You only need 1 post, not 50 page thread:

http://www.bimmerfest.com/forums/showpost.php?p=8020396&postcount=7


----------



## youre1m (Mar 4, 2017)

Perfect, thanks for the prompt response, I'll give it a whirl later once the laptop charges up again.


----------



## youre1m (Mar 4, 2017)

Hi,

I've tried to follow the instructions but the document is based on an older version of e-sys so it seems it's all changed a bit. I'm running 3.28.1, so when I right click FA the option I get activate FA rather than calculate FP. I've done that and can scroll down to find 6nh, but there's no option to change it, right click options are greyed out and it hasn't automatically moved me to FA editor view.

I've then found FA editor under Editors and viewers, but this in blank and requests me to browse to an FA file. I do this and I only have FaListSample.xml in the default FA location, presumably I haven't read the FA successfully?


----------



## youre1m (Mar 4, 2017)

Sorted thanks for the help.
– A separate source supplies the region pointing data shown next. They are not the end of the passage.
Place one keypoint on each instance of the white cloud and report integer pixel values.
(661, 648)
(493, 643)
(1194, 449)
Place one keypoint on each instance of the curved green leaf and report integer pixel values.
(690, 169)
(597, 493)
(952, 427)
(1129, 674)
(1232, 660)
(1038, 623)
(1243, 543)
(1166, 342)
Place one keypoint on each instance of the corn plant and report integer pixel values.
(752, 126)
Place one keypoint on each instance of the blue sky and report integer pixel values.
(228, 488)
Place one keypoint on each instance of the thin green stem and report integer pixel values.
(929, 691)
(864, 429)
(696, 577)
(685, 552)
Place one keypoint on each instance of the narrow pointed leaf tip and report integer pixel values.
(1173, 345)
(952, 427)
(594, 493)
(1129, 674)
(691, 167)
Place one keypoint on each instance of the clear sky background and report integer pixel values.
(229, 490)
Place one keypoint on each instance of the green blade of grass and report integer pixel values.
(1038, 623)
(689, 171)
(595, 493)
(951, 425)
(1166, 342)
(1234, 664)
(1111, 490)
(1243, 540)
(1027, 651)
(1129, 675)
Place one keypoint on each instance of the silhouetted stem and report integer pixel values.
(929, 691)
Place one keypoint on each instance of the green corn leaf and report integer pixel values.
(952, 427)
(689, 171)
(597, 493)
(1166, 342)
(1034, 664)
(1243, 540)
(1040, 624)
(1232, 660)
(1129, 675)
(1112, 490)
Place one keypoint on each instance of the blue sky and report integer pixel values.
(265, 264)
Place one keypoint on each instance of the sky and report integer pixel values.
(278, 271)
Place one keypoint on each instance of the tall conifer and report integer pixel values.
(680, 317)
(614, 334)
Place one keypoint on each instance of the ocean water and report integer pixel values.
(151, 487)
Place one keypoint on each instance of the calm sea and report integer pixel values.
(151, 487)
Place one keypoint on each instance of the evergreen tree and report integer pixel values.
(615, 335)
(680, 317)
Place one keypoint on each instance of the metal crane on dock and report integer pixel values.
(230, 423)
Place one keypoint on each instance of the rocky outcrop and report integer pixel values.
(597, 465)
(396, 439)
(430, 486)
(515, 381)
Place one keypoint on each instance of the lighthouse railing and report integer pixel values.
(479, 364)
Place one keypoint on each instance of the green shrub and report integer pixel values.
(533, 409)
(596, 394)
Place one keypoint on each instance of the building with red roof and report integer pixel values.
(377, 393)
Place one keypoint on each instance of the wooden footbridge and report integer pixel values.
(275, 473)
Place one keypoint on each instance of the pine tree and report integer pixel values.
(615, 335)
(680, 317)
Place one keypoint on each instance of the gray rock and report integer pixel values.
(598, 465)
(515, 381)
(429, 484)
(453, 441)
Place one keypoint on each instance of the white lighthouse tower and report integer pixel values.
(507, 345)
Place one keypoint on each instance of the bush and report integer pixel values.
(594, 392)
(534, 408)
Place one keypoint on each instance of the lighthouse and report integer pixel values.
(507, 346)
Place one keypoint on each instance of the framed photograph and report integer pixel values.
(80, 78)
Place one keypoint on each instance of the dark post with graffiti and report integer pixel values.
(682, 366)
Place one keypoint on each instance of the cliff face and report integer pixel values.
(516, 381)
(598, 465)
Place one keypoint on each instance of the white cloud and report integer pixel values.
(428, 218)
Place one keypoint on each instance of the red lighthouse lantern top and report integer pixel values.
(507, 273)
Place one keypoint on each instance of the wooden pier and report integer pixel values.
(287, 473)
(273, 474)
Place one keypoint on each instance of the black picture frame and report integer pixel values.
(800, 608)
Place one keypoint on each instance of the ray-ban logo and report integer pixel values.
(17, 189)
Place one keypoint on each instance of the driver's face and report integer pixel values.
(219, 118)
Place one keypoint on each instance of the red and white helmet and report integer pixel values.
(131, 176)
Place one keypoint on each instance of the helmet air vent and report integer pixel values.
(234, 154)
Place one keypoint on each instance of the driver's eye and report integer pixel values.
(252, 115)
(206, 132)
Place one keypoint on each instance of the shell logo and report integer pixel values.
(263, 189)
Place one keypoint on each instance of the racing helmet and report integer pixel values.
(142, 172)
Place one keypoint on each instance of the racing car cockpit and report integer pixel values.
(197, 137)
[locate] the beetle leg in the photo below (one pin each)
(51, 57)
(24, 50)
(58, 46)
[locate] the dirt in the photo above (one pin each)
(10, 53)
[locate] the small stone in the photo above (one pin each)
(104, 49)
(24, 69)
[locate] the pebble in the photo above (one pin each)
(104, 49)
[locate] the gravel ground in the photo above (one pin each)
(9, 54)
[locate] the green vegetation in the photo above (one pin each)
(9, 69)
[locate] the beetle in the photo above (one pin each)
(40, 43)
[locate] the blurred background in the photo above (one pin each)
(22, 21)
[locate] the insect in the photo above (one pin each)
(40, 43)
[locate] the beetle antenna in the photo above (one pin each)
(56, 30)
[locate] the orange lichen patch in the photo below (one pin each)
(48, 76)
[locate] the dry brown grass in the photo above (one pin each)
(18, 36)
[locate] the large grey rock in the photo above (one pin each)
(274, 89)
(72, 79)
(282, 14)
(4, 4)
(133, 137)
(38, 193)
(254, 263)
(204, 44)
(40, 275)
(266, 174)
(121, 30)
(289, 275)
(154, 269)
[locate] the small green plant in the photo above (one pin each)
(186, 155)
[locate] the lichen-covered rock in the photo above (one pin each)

Found the following video link very helpful for FA coding using 3.28.1 as the instructions in the link provided above are for an older version. Bluetooth streaming at last, thanks for your help.

https://youtu.be/wKuIRbC9R7Q

:thumbup:


----------



## Simania_NL (Dec 11, 2017)

Okey I've coded 6NL and it shows up right. Can stream audio via BT to my car, but the moment I connect the USB cable to the phone, things stop working. Of course I get a message that when the phone is connected to the USB-port the BT is not working, got that. But after disconnecting the phone from the USB-port, I'm not able to connect it to the car again via BT, never. Not after switching off the the car, just not possible. The audio icon in the BT-settings somehow stay greyed-out.
Somebody any thoughts?????

Regards


----------